Unsurprisingly, the sectors registering significant employment losses
under NAFTA are those that were in decline before its passage
industries with comparatively low value-added per worker. Since
1993, the U.S. has lost 147,000 textile and 349,000 apparel workers.
But America simultaneously added 767,000 jobs in the manufacture
of durable goods, including 179,000 fabricated metal workers, and
192,000 electronics and electrical workers. The motor vehicle sector
increased its workforce by 161,000. (So much for the decline of
the U.S. auto industry!)
One non-manufacturing sector said to be under siege by Mexican competition
is trucking. The statistics tell another story. Trucking employment
has increased 26 percent under NAFTA, from 1.4 million in 1993 to
1.8 million in 2000.
From 1993 to 2000, America's international trade in goods and services
rose from $1.6 trillion to $2.5 trillion a 55 percent increase.
This explosion of trade coincided with growth in aggregate employment,
manufacturing employment, wages, and productivity results
that vindicate the economists, not the protectionists.
Postscript
No discussion of the effects of trade would be complete without
reference to the problems associated with open borders: illegal
drugs and aliens. In either case, trade policy plays a peripheral
role. Closing the nation's border to commerce makes sense only to
those who hate trade in legal commodities.
It is irrefutable that expanded legal trade facilitates illegal
trade. But high demand for narcotics in the United States renders
attempts to stifle supply futile under any trade regime, liberal
or protectionist. It is easier to detect narcotics through their
obvious effects on users than by anticipating the subtle stratagems
of professional smugglers.
In modern times, a war on intoxication cannot be fought (or at least
won) by a war on intoxicants. Transportation, the principle marketing
"obstacle" to successful drug pushing, is cheap, varied, and pervasive.
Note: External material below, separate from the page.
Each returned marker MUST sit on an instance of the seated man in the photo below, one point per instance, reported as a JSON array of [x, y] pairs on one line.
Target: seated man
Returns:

From an economic point of view, reducing narcotics consumption implies
increasing its cost. This is easier achieved on the demand side
i.e., by punishing drug abusers, not micro-managing 12,000
miles of border (not to mention airspace!). The sanctions on narcotics
will, over time, replicate those on liquor, where an array of stringent
state and local use-restrictions have replaced a national prohibition.
The case for free trade is clearer with regard to immigration. Again,
other policies figure more prominently for instance, the
government benefits available to illegal entrants, or the complicity
of a major political party in their crime. But open trade must reduce
the incentive for illegal immigration over time by attracting capital
investment in the native country. This promotes greater capital-per-worker
ratios, which hike productivity and wages in turn. The motive to
emigrate declines.
We've already seen this effect in practice. In the early '80s Mexico
fell into a depression that lasted eight years, made worse by its
government's imposition of restrictions on exchange and investment
in its already over-regulated economy. Illegals flooded our borders.
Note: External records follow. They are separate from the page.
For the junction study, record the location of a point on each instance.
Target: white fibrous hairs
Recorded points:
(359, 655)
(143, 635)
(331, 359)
But when the peso tanked again in the mid-90's, the recession lasted
only three years. Under NAFTA, the export sector of the Mexican
economy remained transparent to market exchange rates. It was the
one sector where wages remained livable, where foreign exchange
was earned, and where the seeds of recovery were planted.
Trade transparency is only one tax cut the Mexican economy needs.
But it is an important one, and an incentive to further market reforms
as the election of Vincente Fox eloquently affirms.